SULSELNEWS.NET – Kebiasaan mencuci tangan dengan sabun mungkin terlihat sederhana, namun menjadi langkah penting untuk mencegah diare yang dapat berdampak pada tumbuh kembang anak. Berangkat dari upaya tersebut, Tim Program Penguatan Kapasitas Organisasi Kemahasiswaan (PPK Ormawa) Himpunan Mahasiswa Kedokteran Hewan (HIMAKAHA) Fakultas Kedokteran Universitas Hasanuddin (Unhas) mengedukasi siswa sekolah dasar di Desa Popo, Kecamatan Galesong Selatan, Kabupaten Takalar, tentang Perilaku Hidup Bersih dan Sehat (PHBS) serta praktik Cuci Tangan Pakai Sabun (CTPS).
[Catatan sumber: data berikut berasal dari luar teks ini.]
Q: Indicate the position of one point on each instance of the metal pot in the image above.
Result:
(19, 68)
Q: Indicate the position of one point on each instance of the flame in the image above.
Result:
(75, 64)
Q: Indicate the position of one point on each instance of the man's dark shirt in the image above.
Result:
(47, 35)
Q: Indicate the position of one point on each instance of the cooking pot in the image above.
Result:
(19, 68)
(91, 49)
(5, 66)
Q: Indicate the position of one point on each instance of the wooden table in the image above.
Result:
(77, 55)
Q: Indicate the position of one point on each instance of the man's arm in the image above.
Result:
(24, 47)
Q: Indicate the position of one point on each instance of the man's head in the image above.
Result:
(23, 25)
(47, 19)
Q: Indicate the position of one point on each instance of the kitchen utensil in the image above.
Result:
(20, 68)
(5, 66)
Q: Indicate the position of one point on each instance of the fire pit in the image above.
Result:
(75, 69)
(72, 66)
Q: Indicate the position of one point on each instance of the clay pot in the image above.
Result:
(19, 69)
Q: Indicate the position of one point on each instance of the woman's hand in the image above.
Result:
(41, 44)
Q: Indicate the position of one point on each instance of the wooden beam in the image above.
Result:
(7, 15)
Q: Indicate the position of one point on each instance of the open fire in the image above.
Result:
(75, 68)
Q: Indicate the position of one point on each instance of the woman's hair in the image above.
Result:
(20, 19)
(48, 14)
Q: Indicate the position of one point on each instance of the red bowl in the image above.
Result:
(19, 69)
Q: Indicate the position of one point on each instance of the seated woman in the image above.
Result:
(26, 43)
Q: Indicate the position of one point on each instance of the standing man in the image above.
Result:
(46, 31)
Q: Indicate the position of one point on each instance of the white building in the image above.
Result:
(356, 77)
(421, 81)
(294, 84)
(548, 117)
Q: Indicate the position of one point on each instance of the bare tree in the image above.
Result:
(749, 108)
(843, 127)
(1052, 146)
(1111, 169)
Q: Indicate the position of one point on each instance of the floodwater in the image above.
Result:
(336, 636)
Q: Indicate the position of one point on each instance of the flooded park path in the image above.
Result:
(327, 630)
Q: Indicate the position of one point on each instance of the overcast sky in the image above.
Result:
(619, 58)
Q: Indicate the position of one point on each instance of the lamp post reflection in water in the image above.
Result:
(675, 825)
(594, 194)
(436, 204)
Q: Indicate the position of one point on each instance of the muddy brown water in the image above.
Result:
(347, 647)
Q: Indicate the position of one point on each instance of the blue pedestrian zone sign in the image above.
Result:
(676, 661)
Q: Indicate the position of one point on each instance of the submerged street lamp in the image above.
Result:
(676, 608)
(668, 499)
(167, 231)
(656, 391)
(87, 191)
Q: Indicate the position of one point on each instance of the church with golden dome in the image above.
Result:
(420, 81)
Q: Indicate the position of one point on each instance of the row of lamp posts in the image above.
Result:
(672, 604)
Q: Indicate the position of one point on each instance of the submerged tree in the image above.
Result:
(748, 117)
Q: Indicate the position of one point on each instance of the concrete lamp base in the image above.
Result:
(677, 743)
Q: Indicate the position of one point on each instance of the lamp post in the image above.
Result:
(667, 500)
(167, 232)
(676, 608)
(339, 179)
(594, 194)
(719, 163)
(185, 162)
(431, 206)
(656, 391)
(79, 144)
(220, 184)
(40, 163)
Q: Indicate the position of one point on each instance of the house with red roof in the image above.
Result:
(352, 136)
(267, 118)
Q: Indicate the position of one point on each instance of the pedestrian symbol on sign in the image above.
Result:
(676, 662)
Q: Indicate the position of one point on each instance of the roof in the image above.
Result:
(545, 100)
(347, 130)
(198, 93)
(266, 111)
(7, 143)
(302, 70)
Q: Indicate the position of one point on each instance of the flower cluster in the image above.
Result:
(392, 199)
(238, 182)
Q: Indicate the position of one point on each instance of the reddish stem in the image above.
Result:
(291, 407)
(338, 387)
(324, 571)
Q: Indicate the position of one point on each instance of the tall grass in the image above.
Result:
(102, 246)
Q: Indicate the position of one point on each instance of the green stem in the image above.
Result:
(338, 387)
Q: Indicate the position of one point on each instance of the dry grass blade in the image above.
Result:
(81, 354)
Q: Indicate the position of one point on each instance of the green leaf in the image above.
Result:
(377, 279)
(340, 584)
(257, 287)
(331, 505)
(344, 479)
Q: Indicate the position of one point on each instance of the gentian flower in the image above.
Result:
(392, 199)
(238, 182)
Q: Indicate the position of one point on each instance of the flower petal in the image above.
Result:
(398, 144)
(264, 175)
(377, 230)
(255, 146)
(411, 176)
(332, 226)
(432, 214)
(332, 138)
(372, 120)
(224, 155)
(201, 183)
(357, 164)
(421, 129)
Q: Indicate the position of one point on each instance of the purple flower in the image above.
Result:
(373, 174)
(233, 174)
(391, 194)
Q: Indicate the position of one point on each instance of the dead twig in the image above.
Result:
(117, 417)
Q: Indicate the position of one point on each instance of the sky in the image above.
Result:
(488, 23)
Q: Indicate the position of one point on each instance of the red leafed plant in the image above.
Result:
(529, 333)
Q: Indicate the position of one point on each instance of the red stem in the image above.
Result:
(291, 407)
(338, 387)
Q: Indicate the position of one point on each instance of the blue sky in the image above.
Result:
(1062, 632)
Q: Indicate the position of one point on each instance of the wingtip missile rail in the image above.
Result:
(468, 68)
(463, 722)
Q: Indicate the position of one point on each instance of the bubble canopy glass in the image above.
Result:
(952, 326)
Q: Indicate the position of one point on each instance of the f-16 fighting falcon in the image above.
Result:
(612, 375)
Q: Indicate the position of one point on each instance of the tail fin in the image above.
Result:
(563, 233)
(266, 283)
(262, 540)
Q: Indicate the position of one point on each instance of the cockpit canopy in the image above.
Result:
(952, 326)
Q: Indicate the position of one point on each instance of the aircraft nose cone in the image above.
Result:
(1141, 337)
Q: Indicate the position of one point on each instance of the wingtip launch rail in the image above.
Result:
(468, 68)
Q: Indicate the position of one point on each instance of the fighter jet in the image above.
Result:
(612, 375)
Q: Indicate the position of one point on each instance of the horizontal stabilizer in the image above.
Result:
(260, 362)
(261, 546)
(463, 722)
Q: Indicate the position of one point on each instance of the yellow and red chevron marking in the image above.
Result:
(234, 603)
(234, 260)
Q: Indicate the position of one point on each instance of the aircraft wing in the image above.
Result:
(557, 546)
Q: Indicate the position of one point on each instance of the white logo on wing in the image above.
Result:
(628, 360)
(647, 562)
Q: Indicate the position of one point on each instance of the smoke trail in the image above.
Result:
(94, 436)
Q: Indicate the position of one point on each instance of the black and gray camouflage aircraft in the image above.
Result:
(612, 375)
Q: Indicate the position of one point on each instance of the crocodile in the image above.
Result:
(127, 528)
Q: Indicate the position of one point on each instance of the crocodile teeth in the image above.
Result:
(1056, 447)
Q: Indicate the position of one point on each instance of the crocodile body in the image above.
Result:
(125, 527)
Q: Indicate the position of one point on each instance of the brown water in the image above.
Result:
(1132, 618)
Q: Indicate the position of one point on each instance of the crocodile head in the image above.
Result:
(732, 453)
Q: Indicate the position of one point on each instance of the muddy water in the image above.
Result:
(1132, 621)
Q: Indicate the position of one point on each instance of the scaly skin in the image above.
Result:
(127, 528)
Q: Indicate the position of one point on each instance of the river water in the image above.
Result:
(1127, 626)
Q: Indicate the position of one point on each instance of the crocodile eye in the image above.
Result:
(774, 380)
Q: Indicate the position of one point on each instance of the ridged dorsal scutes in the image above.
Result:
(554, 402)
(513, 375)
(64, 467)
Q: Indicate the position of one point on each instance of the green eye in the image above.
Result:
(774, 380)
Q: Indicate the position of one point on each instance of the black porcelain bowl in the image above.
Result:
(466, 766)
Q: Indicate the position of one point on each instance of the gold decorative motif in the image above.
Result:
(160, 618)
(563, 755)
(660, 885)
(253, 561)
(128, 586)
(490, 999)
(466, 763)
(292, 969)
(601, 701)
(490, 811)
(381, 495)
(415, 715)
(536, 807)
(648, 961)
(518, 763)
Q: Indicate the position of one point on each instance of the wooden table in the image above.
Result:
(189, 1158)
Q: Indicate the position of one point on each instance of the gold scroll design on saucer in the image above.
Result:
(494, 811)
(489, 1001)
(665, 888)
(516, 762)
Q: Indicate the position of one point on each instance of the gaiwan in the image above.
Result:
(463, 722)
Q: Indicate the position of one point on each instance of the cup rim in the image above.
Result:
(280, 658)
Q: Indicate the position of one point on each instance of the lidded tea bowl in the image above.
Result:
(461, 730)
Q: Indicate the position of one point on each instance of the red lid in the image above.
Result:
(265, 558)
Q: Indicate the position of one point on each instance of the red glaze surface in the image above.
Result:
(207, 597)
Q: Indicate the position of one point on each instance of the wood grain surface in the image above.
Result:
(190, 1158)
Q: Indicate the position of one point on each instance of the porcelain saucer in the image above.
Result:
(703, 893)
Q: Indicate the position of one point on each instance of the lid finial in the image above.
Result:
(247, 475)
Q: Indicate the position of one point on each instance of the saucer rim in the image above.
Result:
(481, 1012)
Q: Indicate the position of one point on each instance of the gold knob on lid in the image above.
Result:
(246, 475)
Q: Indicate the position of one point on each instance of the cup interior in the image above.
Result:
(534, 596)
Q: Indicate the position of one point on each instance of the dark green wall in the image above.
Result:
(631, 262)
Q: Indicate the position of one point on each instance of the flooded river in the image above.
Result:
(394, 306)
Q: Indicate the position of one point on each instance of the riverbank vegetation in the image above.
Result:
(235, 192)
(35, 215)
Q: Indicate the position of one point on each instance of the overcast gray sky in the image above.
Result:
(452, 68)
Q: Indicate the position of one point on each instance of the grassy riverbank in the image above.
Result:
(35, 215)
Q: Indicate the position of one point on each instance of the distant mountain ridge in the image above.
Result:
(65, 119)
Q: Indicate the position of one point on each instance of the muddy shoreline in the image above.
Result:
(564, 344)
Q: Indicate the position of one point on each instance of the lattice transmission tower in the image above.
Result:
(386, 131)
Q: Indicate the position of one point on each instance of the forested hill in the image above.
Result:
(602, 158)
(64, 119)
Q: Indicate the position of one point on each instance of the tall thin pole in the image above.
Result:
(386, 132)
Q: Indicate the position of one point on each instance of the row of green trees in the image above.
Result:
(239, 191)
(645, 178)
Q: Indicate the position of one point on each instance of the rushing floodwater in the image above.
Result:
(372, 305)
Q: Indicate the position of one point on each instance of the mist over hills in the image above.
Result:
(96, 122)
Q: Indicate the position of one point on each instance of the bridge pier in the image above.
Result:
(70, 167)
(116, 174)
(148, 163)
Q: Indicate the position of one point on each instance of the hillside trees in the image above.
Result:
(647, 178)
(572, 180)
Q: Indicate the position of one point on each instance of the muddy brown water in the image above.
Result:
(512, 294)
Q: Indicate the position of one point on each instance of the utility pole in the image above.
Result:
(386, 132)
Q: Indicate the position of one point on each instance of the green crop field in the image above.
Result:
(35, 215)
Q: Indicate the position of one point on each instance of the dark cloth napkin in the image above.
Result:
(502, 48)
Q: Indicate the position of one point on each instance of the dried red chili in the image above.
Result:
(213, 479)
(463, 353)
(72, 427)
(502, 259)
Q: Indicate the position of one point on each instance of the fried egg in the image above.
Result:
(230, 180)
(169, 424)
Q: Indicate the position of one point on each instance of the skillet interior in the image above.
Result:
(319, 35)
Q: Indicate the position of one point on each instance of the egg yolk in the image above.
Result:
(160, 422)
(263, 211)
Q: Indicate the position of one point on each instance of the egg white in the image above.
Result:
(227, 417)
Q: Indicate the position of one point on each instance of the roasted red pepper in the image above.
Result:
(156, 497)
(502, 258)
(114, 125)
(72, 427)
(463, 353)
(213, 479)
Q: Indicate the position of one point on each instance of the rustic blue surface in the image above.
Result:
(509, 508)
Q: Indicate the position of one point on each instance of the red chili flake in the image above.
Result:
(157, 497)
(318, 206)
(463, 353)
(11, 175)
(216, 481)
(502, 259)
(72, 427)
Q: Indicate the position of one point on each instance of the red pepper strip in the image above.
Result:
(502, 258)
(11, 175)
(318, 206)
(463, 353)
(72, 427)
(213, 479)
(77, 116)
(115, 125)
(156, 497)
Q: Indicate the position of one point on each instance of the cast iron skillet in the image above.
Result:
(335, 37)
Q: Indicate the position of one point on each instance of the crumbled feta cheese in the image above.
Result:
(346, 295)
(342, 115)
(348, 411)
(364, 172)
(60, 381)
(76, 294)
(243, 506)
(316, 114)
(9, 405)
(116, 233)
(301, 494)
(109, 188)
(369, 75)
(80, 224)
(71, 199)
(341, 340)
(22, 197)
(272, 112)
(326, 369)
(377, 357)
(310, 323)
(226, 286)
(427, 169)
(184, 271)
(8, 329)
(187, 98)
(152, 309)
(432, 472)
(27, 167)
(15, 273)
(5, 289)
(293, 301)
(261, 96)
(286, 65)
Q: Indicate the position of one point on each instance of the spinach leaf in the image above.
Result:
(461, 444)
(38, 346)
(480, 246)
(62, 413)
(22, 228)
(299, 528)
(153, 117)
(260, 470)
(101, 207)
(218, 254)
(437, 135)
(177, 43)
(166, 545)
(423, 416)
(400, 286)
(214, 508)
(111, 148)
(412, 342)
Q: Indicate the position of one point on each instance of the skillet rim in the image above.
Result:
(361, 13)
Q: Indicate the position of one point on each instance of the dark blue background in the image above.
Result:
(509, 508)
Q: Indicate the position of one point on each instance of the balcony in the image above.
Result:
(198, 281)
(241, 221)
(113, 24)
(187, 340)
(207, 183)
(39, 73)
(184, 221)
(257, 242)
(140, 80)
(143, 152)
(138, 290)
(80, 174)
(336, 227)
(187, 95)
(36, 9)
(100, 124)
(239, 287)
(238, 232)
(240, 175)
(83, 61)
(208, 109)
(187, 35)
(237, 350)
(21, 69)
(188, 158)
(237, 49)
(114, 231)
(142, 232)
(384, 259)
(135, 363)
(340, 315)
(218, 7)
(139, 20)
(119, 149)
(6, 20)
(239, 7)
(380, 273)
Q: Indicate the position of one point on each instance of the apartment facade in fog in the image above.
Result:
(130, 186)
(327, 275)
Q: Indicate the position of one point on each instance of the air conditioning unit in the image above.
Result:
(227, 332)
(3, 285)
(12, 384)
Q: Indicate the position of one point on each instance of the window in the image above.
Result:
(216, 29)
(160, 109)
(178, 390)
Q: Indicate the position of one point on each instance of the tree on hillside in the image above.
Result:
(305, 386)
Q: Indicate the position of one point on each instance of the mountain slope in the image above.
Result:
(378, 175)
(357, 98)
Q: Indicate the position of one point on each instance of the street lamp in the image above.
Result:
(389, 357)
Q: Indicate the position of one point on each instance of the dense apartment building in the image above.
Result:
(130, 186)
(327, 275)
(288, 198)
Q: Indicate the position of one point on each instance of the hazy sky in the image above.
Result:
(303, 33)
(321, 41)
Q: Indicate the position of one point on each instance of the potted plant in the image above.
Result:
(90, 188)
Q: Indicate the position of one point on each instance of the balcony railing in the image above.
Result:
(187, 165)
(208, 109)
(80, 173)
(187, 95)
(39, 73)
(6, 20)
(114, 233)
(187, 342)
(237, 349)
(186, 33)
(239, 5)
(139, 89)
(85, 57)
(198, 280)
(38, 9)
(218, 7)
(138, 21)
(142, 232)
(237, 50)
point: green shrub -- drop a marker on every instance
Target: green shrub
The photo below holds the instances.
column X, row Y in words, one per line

Kegiatan yang berlangsung di UPT SD Inpres No. 189 Kanite pada Senin (27/7/2026) itu merupakan bagian dari Program SIPADIA (Siaga Pencegahan Diare pada Anak), salah satu program unggulan dalam OCEANS (One Health Coastal Environment and Nutrition Sustainability). Program tersebut dikembangkan sebagai strategi desa sehat untuk mengendalikan faktor risiko stunting di Desa Popo.
Melalui metode belajar yang interaktif, para mahasiswa mengenalkan pentingnya menjaga kebersihan diri dan lingkungan, membiasakan mencuci tangan sebelum makan dan setelah beraktivitas, mengonsumsi makanan yang bersih dan bergizi, serta menjaga kebersihan lingkungan sekolah maupun rumah.
Tak hanya menerima materi, para siswa juga mempraktikkan enam langkah mencuci tangan menggunakan sabun sesuai anjuran Kementerian Kesehatan. Setiap tahapan dipandu langsung oleh anggota Tim PPK Ormawa HIMAKAHA FK Unhas agar teknik yang dilakukan benar dan mudah diterapkan dalam kehidupan sehari-hari.
Suasana kegiatan berlangsung meriah. Para siswa terlihat antusias mengikuti sesi edukasi hingga praktik cuci tangan bersama. Pendekatan yang menyenangkan diharapkan membuat anak-anak lebih mudah memahami pentingnya kebiasaan hidup bersih sejak usia dini.
Tim PPK Ormawa HIMAKAHA FK Unhas menjelaskan, pencegahan diare menjadi salah satu fokus dalam Program SIPADIA karena penyakit tersebut dapat memengaruhi status gizi anak dan meningkatkan risiko stunting apabila terjadi berulang atau tidak ditangani dengan baik. Program OCEANS sendiri mengusung pendekatan One Health yang mengintegrasikan aspek kesehatan manusia, lingkungan, dan keberlanjutan dalam upaya meningkatkan kualitas kesehatan masyarakat di Desa Popo.
Melalui edukasi PHBS dan praktik CTPS di lingkungan sekolah, tim berharap budaya hidup bersih dapat tertanam sejak dini. Dengan dukungan guru, sekolah, dan masyarakat, kebiasaan sederhana seperti mencuci tangan menggunakan sabun diharapkan mampu menjadi langkah nyata dalam menekan angka diare sekaligus mendukung upaya pencegahan stunting di Kabupaten Takalar.